My grandmother's name is Maria. What I remember most vividly about my grandmother, whom I called "mama," was her garden. It was *her* happy place. She could spend hours planting and cultivating seeds and cuttings she'd trade with neighbors. These days, we'd call her a master Gardner.
I still remember the smell of the jasmine bush she planted that later grew into what looked like a tree. The mango and guava trees filled with fruit. The scent of the herbs and the size and various colors of her dahlias, my favorite flower. She loved her garden so much she even had her sewing machine under the lemon tree where she would make all our clothes. And it was under that same lemon tree that she cried when my mother came to bring me back to the U.S.
My earliest memories are of her bathing me in a tin tub in the middle of the garden. I remember her pulling the water from the well and heating it over a pile of wood that my grandfather would stack for her. She'd then put me in, pour home-made soap in the water, harvest squash leaves with log tubes, cut both ends to make a straw and have me blow through it to create bubbles in the water. This distracted me from her trying to wash my curly hair.
It was from this same garden that she would send me to cut herbs, flowers, and fruit to make her home remedies.
As I grew up, she would take me with her to the local river bed where we would do our wash, then forage for verdolagas (purslane), wild herbs and seeds that I would later put in an empty bottle with water and sugar, sit atop the guava tree, drink my “soda” and sing. At the same time, she worked her hands into the earth or into a pot of something, humming along with me. And as I watched, I learned.
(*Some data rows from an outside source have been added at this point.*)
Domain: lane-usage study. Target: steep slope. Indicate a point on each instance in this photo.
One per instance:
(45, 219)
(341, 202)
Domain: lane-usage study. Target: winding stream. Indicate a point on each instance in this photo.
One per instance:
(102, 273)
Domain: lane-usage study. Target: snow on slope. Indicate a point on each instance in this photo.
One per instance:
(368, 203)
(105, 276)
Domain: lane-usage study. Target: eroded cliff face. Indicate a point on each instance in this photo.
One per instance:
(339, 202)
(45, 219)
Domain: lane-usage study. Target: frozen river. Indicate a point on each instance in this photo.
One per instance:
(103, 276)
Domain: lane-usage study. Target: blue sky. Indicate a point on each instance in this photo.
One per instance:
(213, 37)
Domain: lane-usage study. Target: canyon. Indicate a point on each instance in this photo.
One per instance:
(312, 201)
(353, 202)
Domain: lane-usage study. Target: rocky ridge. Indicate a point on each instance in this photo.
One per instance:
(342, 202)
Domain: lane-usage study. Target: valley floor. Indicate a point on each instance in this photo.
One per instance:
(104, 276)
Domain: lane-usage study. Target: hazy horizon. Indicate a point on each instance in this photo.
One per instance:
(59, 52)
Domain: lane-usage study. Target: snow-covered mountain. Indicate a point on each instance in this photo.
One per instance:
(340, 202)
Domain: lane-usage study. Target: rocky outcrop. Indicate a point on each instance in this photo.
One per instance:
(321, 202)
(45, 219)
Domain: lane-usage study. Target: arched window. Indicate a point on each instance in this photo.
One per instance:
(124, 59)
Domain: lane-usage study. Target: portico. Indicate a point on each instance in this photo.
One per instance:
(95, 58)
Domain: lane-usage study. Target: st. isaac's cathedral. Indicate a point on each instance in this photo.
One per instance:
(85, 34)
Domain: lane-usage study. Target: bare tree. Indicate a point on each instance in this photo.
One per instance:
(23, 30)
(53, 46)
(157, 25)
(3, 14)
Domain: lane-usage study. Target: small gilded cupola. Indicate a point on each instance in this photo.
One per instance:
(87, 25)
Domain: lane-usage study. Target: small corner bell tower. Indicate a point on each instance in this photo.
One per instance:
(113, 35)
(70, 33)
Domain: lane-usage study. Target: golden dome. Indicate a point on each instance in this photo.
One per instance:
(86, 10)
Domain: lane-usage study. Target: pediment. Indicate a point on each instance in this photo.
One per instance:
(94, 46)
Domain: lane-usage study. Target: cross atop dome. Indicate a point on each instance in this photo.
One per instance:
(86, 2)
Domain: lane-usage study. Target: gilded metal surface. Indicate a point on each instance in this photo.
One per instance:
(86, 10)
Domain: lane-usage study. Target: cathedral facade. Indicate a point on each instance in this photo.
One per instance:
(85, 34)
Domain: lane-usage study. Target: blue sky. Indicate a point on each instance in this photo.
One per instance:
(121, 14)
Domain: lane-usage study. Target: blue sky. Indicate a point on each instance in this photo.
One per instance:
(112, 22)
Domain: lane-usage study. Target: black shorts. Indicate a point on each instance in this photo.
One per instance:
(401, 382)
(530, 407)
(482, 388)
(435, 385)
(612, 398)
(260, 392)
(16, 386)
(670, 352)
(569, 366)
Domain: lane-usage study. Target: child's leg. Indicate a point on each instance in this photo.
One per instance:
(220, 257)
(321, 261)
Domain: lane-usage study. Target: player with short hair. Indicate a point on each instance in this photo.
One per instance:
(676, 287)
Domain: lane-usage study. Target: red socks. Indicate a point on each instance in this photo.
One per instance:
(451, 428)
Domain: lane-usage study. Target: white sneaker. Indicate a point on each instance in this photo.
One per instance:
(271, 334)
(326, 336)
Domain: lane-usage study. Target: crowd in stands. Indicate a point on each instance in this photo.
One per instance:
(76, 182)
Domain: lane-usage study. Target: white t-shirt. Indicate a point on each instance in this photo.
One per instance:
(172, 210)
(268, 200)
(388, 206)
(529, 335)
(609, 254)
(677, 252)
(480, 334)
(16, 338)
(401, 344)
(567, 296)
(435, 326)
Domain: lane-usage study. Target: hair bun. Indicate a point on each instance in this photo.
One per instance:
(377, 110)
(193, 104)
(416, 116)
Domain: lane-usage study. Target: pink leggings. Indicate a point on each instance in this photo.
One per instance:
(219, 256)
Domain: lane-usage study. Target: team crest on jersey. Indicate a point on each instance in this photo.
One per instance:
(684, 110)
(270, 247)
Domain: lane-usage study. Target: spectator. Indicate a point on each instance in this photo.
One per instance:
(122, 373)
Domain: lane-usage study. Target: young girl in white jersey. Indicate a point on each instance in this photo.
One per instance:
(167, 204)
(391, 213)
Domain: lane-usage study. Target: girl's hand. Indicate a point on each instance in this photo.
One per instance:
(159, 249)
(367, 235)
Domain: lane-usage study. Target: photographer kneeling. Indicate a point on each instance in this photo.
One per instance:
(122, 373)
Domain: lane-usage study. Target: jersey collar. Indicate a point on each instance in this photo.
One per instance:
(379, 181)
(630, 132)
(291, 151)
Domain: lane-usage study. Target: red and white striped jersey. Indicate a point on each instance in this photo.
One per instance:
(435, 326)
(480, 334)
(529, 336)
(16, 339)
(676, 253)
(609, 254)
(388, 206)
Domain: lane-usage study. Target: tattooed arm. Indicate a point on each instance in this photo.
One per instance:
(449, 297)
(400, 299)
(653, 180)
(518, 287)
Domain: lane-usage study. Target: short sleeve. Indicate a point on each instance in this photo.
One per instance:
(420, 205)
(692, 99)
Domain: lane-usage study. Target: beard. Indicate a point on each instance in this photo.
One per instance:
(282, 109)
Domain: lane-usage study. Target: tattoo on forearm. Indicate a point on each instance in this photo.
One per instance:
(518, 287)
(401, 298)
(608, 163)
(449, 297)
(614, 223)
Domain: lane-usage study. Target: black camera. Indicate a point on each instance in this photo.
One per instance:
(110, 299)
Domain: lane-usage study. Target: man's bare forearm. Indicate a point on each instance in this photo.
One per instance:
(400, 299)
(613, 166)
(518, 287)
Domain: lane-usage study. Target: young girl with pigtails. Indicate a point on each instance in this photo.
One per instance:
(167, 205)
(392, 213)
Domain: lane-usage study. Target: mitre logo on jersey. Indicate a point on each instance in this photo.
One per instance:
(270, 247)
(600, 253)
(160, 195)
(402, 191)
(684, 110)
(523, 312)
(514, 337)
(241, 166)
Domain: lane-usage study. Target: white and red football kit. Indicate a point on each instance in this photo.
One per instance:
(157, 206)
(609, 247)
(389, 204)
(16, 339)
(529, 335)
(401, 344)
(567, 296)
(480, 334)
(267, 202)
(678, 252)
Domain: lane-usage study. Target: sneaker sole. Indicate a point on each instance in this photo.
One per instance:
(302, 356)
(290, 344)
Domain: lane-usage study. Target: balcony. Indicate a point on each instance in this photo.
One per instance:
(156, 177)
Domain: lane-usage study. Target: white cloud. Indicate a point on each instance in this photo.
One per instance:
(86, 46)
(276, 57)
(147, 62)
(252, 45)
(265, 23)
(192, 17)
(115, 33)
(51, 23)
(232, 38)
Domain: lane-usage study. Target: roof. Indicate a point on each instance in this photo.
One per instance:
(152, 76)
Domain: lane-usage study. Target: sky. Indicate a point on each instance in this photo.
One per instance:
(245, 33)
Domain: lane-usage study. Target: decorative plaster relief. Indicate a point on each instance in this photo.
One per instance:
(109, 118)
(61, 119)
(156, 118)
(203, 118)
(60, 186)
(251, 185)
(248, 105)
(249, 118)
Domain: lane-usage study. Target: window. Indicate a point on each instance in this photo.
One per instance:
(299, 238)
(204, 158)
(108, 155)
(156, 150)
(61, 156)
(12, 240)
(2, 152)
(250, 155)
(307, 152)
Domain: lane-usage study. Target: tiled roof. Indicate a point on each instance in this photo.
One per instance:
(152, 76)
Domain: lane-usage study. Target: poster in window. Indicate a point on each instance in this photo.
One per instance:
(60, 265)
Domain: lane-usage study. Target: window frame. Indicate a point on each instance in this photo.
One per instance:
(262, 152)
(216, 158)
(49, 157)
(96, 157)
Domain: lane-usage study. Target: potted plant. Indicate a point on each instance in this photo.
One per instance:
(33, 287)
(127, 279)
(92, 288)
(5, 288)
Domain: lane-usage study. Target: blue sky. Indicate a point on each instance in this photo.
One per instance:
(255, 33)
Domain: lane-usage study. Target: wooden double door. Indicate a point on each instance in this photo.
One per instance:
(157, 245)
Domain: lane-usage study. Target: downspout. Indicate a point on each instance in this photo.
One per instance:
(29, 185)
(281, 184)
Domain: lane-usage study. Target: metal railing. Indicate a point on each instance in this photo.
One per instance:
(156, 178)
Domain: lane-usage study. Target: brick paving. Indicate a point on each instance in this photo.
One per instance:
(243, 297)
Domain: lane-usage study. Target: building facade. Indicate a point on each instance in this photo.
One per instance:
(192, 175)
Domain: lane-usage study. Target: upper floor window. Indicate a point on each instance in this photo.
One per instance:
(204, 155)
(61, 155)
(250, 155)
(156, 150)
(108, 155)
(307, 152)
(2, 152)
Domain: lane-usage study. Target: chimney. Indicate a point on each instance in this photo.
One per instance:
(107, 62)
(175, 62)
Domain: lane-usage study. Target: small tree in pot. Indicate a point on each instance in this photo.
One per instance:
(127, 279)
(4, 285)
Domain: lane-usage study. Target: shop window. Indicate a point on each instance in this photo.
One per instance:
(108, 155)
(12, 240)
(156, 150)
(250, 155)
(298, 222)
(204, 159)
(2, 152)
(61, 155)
My grandmother was strong-willed, determined and stubborn. It was a persona not many appreciated much in a small town in Mexico, but it was her way of surviving. Sadly, she acquired these traits when she suddenly found herself a young widow with two young children and a third on the way when her husband was ambushed and killed in a field he was keeping a watch on. She later remarried my 'papa', a local somewhat wealthy man, whom she experienced further tragedy with when he accidentally fired a celebratory bullet at their wedding - killing a man. Having served his time in prison for it, he came back to her, a poor man and thus strengthened her survival skills.
The house in Mexico
Maria's determination carried on to my mother and now to me. And now, I see it in my children too. I could write a book - but I will stop here for now.